In a flurry of financial reports, Chinese and Asian plastics firms are posting generally solid results.
While noting some challenges in China's economy and trade friction with the U.S., the companies were generally touting good returns on the back of Beijing's continued infrastructure spending, faster economic growth last year and strategic moves like shifting lower-end manufacturing to Vietnam.
At pipe-making giant China Lesso Group Holdings Ltd., for example, sales rose 18.2 percent to 20.36 billion yuan ($3.246 billion) for the year ending Dec. 31. Gross profit was 5.314 billion yuan ($846.0 million), up 16 percent.
Pipes and pipe fittings represented nearly 90 percent of those sales, and the company told the Hong Kong Stock Exchange that it's benefited greatly from Beijing's aggressive spending on water, sewer, drainage, power supply and telecommunications.
Continued migration from coal heating, for example, is driving demand for natural gas pipe.
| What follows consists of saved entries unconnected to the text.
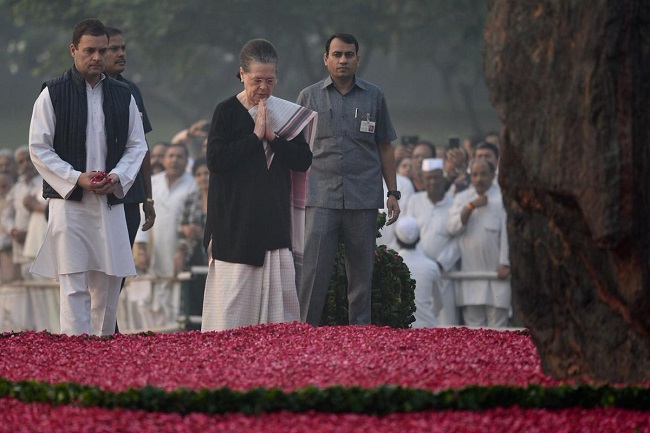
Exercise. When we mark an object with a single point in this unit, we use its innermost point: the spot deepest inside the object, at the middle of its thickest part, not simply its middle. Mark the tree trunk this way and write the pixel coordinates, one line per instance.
(570, 81)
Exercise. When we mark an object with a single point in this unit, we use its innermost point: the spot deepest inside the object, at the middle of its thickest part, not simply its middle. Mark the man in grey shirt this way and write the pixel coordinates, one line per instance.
(352, 151)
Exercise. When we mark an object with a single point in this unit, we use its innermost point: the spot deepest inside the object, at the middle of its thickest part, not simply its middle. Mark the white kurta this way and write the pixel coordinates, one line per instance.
(405, 186)
(169, 207)
(426, 274)
(16, 216)
(88, 234)
(438, 245)
(484, 246)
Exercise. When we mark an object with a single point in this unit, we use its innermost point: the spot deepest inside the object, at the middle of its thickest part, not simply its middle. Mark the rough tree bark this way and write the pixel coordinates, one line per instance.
(571, 83)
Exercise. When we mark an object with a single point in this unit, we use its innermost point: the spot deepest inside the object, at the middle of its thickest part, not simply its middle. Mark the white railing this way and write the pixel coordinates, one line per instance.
(42, 297)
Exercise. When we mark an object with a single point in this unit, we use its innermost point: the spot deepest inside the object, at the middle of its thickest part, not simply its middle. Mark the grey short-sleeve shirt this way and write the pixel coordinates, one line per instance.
(346, 167)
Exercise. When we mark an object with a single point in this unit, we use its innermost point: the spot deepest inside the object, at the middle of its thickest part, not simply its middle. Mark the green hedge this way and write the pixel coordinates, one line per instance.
(336, 399)
(393, 289)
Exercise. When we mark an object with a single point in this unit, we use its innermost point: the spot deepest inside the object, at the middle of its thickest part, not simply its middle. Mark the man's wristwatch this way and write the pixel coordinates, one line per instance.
(394, 193)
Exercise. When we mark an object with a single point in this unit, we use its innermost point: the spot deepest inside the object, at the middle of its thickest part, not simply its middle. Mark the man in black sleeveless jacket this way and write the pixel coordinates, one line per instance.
(87, 141)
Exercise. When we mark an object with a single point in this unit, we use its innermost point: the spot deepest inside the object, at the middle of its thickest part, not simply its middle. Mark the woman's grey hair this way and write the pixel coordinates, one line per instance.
(257, 50)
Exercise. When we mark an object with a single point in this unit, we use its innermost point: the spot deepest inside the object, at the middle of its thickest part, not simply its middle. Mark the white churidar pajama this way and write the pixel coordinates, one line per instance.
(247, 295)
(85, 237)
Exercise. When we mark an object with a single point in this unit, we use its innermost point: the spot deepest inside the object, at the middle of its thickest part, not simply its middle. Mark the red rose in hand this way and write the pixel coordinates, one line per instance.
(101, 175)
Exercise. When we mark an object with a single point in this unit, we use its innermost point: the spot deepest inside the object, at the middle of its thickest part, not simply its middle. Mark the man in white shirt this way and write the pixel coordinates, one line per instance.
(424, 271)
(157, 246)
(87, 142)
(430, 208)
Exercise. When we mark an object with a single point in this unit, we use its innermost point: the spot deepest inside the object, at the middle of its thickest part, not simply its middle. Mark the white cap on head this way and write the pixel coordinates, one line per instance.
(430, 164)
(407, 230)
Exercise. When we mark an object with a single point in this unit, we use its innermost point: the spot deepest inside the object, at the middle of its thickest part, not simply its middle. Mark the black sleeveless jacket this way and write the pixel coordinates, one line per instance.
(70, 102)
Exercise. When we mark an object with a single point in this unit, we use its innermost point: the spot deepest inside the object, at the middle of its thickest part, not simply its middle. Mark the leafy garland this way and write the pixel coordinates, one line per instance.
(336, 399)
(393, 289)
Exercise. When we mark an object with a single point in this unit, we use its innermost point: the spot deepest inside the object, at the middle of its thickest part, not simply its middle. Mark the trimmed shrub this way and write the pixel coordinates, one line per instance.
(393, 289)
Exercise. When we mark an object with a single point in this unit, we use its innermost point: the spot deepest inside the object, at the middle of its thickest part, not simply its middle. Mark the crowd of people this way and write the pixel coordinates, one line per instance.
(453, 216)
(259, 194)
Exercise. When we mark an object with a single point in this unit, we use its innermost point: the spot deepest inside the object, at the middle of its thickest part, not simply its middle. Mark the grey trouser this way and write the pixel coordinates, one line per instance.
(358, 228)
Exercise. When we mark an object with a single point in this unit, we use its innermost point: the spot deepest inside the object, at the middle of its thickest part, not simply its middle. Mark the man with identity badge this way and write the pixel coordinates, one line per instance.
(351, 152)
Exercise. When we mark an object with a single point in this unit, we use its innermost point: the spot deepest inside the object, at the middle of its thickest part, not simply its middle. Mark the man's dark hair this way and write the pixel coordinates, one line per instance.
(89, 26)
(112, 31)
(345, 37)
(489, 146)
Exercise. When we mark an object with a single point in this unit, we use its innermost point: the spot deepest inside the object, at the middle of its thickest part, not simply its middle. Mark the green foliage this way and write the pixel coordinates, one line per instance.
(393, 289)
(381, 400)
Sales in this category jumped 119 percent to 412 million yuan ($65.6 million).
Lesso's dominant market is the mainland, as exports amounted to only 3.5 percent of sales.
Still, the company sees opportunities in other countries from Beijing's Belt and Road Initiative, and as it continues to try to build a global presence for its lessohome.com interior decoration products business, establishing service centers in the United States, Canada, Australia, Asia and the Middle East.
This year, the company said it plans to open a Lesso Home center in New York.
The firm has 22 production facilities throughout China. The most recent opened in Hunan in the second half of 2017. Two production facilities are under construction in Zhejiang and Fujian provinces.